Publication year - 2010
Publication title -
epilepsy currents
Language(s) - English
Resource type - Journals
SCImago Journal Rank - 0.415
H-Index - 22
eISSN - 1535-7511
pISSN - 1535-7597
DOI - 10.1111/j.1535-7511.2009.01353.x
Subject(s) - adenosine , kindling , medicine , epilepsy , kindling model , stimulation , anesthesia , pharmacology , hippocampal formation , psychiatry
Antiepileptic Effects of Silk‐Polymer Based Adenosine Release in Kindled Rats. Szybala C, Pritchard EM, Lusardi TA, Li T, Wilz A, Kaplan DL, Boison D. Exp Neurol 2009;219(1):126–135. Pharmacotherapy for epilepsy is limited by high incidence of pharmacoresistance and failure to prevent development and progression of epilepsy.

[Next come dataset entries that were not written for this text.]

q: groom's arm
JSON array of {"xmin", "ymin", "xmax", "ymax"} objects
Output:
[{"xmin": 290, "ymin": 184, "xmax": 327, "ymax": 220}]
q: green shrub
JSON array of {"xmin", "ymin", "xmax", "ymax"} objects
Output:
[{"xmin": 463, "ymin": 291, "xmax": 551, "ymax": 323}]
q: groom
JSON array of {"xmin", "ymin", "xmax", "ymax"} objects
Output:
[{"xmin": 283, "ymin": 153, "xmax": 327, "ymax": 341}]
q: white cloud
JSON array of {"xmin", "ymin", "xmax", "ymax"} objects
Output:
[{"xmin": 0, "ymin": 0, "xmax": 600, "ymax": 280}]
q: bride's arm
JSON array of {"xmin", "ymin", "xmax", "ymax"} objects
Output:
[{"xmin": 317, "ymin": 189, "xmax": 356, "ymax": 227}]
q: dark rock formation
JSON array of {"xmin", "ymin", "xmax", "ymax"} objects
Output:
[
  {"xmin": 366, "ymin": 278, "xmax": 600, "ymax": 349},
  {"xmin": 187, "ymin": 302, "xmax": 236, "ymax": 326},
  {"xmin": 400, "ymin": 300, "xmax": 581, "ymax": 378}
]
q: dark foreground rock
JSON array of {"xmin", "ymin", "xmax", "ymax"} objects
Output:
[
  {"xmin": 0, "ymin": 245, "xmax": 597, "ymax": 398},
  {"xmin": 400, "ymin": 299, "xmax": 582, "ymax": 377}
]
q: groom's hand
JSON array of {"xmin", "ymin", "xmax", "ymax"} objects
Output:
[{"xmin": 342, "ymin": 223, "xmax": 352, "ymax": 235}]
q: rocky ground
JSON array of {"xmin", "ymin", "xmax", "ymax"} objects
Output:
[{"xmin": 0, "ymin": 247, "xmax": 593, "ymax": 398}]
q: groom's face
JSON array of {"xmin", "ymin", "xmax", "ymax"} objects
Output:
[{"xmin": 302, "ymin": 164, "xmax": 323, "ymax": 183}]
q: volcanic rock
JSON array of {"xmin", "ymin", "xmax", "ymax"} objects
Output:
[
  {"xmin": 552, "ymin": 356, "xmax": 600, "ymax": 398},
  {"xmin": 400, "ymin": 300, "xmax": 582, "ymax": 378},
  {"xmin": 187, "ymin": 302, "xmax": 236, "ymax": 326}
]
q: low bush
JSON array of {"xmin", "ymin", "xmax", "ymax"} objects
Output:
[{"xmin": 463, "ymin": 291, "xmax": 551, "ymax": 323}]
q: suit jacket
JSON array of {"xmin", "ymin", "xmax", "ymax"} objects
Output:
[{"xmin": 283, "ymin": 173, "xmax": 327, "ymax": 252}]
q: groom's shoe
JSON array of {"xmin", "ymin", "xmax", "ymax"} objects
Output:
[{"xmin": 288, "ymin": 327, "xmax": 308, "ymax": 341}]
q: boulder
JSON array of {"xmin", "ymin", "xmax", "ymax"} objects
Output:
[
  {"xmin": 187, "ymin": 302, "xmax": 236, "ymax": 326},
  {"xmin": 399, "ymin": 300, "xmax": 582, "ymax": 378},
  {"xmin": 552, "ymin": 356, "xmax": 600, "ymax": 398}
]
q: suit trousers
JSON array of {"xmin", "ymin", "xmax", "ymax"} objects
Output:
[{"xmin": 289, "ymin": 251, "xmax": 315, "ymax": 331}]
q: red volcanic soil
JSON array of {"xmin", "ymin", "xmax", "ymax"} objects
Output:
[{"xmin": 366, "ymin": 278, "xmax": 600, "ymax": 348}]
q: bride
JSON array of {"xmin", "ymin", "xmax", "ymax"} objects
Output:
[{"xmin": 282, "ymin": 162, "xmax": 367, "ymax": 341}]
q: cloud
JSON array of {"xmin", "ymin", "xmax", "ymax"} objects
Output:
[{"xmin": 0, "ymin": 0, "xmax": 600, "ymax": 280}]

Using the rat hippocampal kindling model, we report on the therapeutic potential of novel silk‐based polymers engineered to release the anticonvulsant adenosine. Polymers were designed to release 1,000 ng adenosine per day during a time span of 10 days. In the first experiment, rats were kindled by hippocampal electrical stimulation until all animals reacted with stage 5 seizures. Adenosine‐releasing or control polymers were then implanted into the infrahippocampal fissure ipsilateral to the site of stimulation. Subsequently, only recipients of adenosine‐releasing implants were completely protected from generalized seizures over a period of 10 days corresponding to the duration of sustained adenosine release. To monitor seizure development in the presence of adenosine, adenosine‐releasing or control polymers were implanted prior to kindling. After 30 stimulations—delivered from days 4–8 after implantation—control animals had developed convulsive stage 5 seizures, whereas recipients of adenosine‐releasing implants were still protected from convulsive seizures. Kindling was resumed after 9 days to allow expiration of adenosine release. During additional 30 stimulations, recipients of adenosine‐releasing implants gradually resumed kindling development at seizure stages corresponding to those when kindling was initially suspended, while control rats resumed kindling development at convulsive seizure stages. Blockade of adenosine A 1 receptors did not exacerbate seizures in protected animals. We conclude that silk‐based adenosine delivery exerts potent anti‐ictogenic effects, but might also have at least partial anti‐epileptogenic effects. Thus, silk‐based adenosine augmentation holds promise for the treatment of epilepsy.